Many of these new-comers were “poor whites,” or crackers; lank, sallow, ragged creatures, living in poverty, ignorance, and dirt, who regarded all strangers with suspicion as “outlandish folks.” [Footnote: Smythe’s Tours, I., 103, describes the up-country crackers of North Carolina and Virginia.] With every chance to rise, these people remained mere squalid cumberers of the earth’s surface, a rank, up-country growth, containing within itself the seeds of vicious, idle pauperism, and semi-criminality. They clustered in little groups, scattered throughout the backwoods settlements, in strong contrast to the vigorous and manly people around them.
By far the largest number of the new-comers were of the true, hardy backwoods stock, fitted to grapple with the wilderness and to hew out of it a prosperous commonwealth. The leading settlers began, by thrift and industry, to acquire what in the backwoods passed for wealth. Their horses, cattle, and hogs throve and multiplied. The stumps were grubbed out of the clearings, and different kinds of grains and roots were planted.
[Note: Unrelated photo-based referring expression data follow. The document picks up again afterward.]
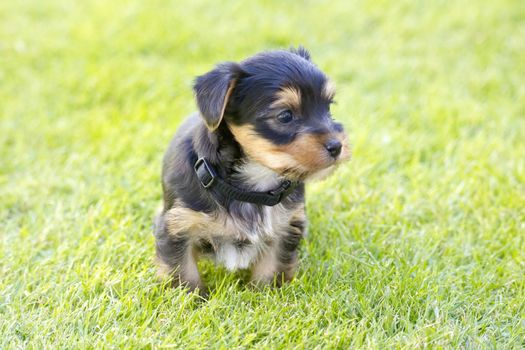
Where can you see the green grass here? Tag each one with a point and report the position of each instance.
(418, 241)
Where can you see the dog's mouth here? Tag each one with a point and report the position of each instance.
(299, 171)
(307, 157)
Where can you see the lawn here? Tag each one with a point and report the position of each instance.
(419, 241)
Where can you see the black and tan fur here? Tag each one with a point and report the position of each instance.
(260, 122)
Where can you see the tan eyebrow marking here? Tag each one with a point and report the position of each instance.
(288, 97)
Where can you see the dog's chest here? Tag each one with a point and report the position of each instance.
(250, 229)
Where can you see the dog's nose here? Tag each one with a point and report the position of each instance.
(333, 147)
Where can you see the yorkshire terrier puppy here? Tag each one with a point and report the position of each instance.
(233, 176)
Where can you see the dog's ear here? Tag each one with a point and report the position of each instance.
(212, 91)
(301, 51)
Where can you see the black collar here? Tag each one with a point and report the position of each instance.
(209, 179)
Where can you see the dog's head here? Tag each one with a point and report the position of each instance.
(277, 106)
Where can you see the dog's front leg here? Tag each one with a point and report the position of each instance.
(176, 257)
(279, 261)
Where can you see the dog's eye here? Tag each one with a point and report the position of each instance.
(285, 117)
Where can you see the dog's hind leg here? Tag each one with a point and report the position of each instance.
(278, 263)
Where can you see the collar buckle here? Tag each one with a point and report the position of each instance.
(283, 190)
(205, 172)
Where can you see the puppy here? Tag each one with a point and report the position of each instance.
(233, 176)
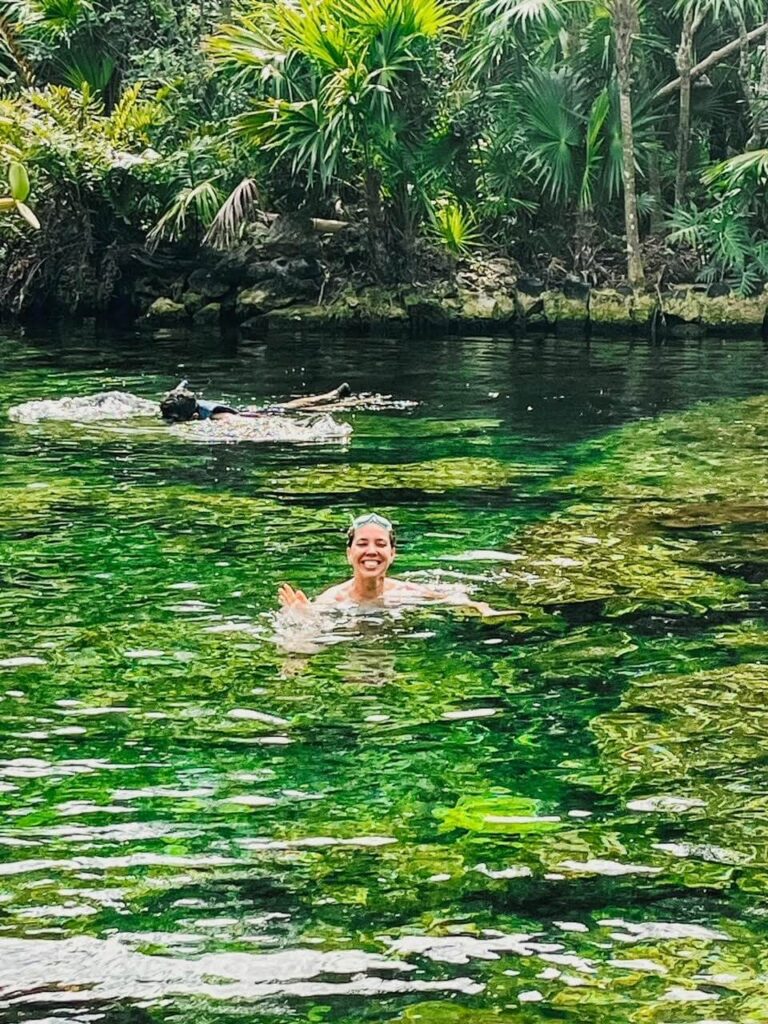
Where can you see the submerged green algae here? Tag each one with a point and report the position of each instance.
(432, 787)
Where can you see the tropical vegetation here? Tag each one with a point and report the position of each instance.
(607, 140)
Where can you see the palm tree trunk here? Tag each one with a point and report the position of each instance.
(654, 184)
(684, 62)
(626, 26)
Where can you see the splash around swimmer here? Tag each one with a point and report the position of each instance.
(371, 551)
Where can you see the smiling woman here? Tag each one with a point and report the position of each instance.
(371, 550)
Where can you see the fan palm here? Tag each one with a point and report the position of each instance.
(342, 88)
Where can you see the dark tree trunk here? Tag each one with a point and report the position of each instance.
(626, 27)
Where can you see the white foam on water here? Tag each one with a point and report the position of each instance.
(83, 970)
(264, 429)
(85, 409)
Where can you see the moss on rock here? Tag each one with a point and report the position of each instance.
(165, 310)
(561, 310)
(732, 311)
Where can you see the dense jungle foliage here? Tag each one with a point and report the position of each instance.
(615, 139)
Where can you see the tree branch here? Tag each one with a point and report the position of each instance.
(715, 57)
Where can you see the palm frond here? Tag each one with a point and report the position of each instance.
(199, 204)
(243, 206)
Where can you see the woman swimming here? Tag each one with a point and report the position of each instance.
(371, 550)
(181, 404)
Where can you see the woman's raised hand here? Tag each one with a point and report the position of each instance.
(293, 599)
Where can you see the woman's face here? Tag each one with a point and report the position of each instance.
(371, 552)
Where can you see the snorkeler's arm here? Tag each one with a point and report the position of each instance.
(310, 400)
(456, 599)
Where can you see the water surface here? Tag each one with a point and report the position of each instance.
(556, 816)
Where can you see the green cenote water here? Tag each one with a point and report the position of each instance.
(430, 817)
Wings were added to the houses, and sometimes they were roofed with shingles. The little town of Jonesboro, the first that was not a mere stockaded fort, was laid off midway between the Watauga and the Nolichucky.
As soon as the region grew at all well settled, clergymen began to come in. Here, as elsewhere, most of the frontiersmen who had any religion at all professed the faith of the Scotch-Irish; and the first regular church in this cradle-spot of Tennessee was a Presbyterian log meeting-house, built near Jonesboro in 1777, and christened Salem Church. Its pastor was a pioneer preacher, who worked with fiery and successful energy to spread learning and religion among the early settlers of the southwest. His name was Samuel Doak. He came from New Jersey, and had been educated in Princeton. Possessed of the vigorous energy that marks the true pioneer spirit, he determined to cast in his lot with the frontier folk. He walked through Maryland and Virginia, driving before him an old “flea-bitten grey” horse, loaded with a sackful of books; crossed the Alleghanies, and came down along blazed trails to the Holston settlements. The hardy people among whom he took up his abode were able to appreciate his learning and religion as much as they admired his adventurous and indomitable temper; and the stern, hard, God-fearing man became a most powerful influence for good throughout the whole formative period of the southwest. [Footnote: See “East Tennessee a Hundred Years Ago,” by the Hon. John Allison, Nashville, 1887, p. 8.]
Not only did he found a church, but near it he built a log high-school, which soon became Washington College, the first institution of the kind west of the Alleghanies. Other churches, and many other schools, were soon built. Any young man or woman who could read, write, and cipher felt competent to teach an ordinary school; higher education, as elsewhere at this time in the west, was in the hands of the clergy.